The Empirical Council

1. Introduction

The structural pathology of solo security research is that the analyst is also the reviewer. A working professional may read a thousand lines of kernel source in an afternoon and emerge with a confident hypothesis about an unfixed memory leak; the same professional is then expected to be the person who notices that the hypothesis is wrong. This is a difficult ask even when one is fresh, well-fed and not also debugging six hung XPC clients.

The bug-bounty and open-source communities have evolved several immune responses to bad submissions. The Apple Product Security Response Team (PSRT) routinely closes reports as “expected behavior” without comment. The OpenBSD developers have a long tradition of public, terse, and educational corrections, of which more below. The XPR research community has its own folklore around the “verification flaw” — submissions that were technically accurate observations of safe code, framed as exploits they were not. Each of these immune responses is calibrated to a noise floor that exists primarily because individual researchers do not self-falsify aggressively enough.

This paper documents one day’s experiment in installing a more aggressive falsifier between the source-read and the send button. The construction is not novel in its components — using multiple language models for adversarial review has been tried by others, as has empirical verification — but the combination, applied consistently across a working day of nine candidate findings, produced an unusually clean ratio of filings to refutations and surfaced an LLM-hallucination class that the author has not previously seen explicitly named.

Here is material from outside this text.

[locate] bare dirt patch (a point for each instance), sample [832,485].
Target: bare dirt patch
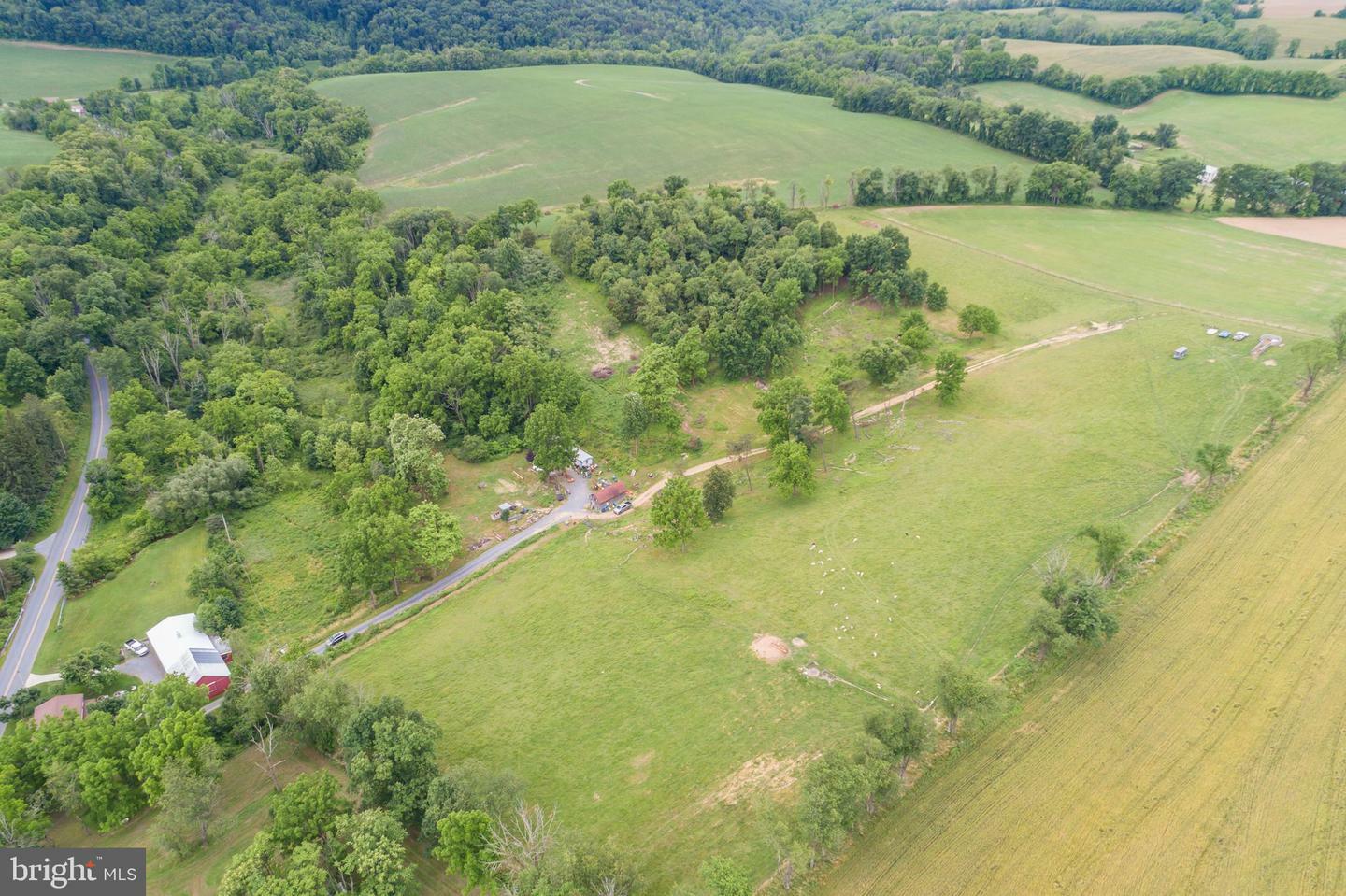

The intended audience is solo or small-team security researchers contemplating their own version of the practice. The intended argument is that the marginal cost of running four LLMs over a draft submission is small compared to the marginal cost of a maintainer’s “get used to disappointment.”¹

2. Method

2.1 The Empirical Council

The Council, as the author has come to call it,² consists of four commodity LLMs accessed via their public chat interfaces:

A “Council prompt” is a structured document in four parts: (1) Finding summary — the candidate in two paragraphs; (2) Technical evidence — source quotes, disassembly snippets, runtime output, all reproduced verbatim from artefacts the researcher can re-pull; (3) Four questions — fixed across all candidates: (a) is this genuine or by-design? (b) is the impact material? (c) is the evidence sufficient to file? (d) what is the correct venue?; (4) Symmetric burden of proof — explicit instruction that each reviewer must defend any “intended behaviour” reading with concrete documentation and each “real bug” reading with a concrete harm path.

The prompt is pasted into each of the four chat sessions in succession. The four verdicts arrive within minutes. The researcher then synthesises a consolidated verdict. A GO outcome means all four reviewers cleared the candidate; CONDITIONAL-GO means at least one demanded an additional artefact (a clean PoC, a category sweep, an amd64 confirmation); NO-GO means at least one reviewer named a fatal flaw.

2.2 The Empirical Gate

The novel structural element is what happens between the LLM verdicts and the submission. Before the draft email is sent, the researcher attempts to empirically verify each substantive claim the LLMs made — including claims they made about their own evidence. Any claim attributed to documentation is re-read from the documentation as it exists in this session. Any claim attributed to a fix commit is re-read from the commit log. Any claim about runtime behaviour is reproduced on the actual target.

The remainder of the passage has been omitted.